At a polling station, candidates’ representatives can follow along with the vote count to make sure everything is in order. It’s not yet clear what the online equivalent of that will be, allowing those involved the chance to satisfy themselves that online vote tabulation is being conducted fairly and appropriately.

And then there is always the matter of voter fraud. Elections NWT has a lot of confidence in the system, but it hasn’t gone through any public test in the territory – and so, at this point, only by going through the process for real can the organization demonstrate the system’s integrity.

How will we know if it’s a success, then?

The obvious measure is voter turnout, particularly among younger voters. If that sees a significant increase, it’ll be interpreted as a victory for the introduction of online voting.
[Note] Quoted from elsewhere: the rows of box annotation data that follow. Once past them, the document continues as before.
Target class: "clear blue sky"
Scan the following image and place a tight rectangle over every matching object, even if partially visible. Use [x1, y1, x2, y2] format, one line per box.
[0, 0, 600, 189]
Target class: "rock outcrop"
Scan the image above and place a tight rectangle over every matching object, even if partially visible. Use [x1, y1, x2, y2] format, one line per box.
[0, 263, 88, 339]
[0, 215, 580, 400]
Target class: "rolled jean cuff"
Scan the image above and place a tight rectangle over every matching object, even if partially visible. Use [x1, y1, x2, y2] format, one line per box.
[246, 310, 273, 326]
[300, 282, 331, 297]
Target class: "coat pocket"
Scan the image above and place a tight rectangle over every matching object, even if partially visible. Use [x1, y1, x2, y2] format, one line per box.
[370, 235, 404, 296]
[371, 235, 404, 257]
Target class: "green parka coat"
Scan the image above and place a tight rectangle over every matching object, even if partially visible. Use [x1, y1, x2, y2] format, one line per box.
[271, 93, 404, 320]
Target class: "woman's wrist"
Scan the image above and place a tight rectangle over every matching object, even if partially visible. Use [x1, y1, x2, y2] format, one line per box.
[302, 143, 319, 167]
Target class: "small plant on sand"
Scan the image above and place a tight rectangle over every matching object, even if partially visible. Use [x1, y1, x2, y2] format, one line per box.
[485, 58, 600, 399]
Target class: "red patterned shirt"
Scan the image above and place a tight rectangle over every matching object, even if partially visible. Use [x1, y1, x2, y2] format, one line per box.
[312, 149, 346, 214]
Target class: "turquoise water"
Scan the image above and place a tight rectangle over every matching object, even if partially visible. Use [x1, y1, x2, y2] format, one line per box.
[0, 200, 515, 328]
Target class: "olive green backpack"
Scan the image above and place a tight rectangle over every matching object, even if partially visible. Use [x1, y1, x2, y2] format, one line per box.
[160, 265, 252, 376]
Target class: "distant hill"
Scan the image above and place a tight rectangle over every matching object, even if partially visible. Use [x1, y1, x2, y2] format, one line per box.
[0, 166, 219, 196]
And of course, the security of the system will be examined and reported on extensively.

Plus, in a small territory, user feedback will be important. Even if online voting’s only benefit turns out to be allowing a handful of people to vote who otherwise would have been disenfranchised, that is likely to be considered a success.

“It’s a pretty slick platform, I think,” said Latour, “and the cost per elector is fabulous when we look at how we deliver elections with paper and people.

“If this becomes the norm, I think it’s beneficial to the elector and the cost of administering.”

However, if the next Premier of the NWT has the last name Putin, we can safely conclude the experiment failed.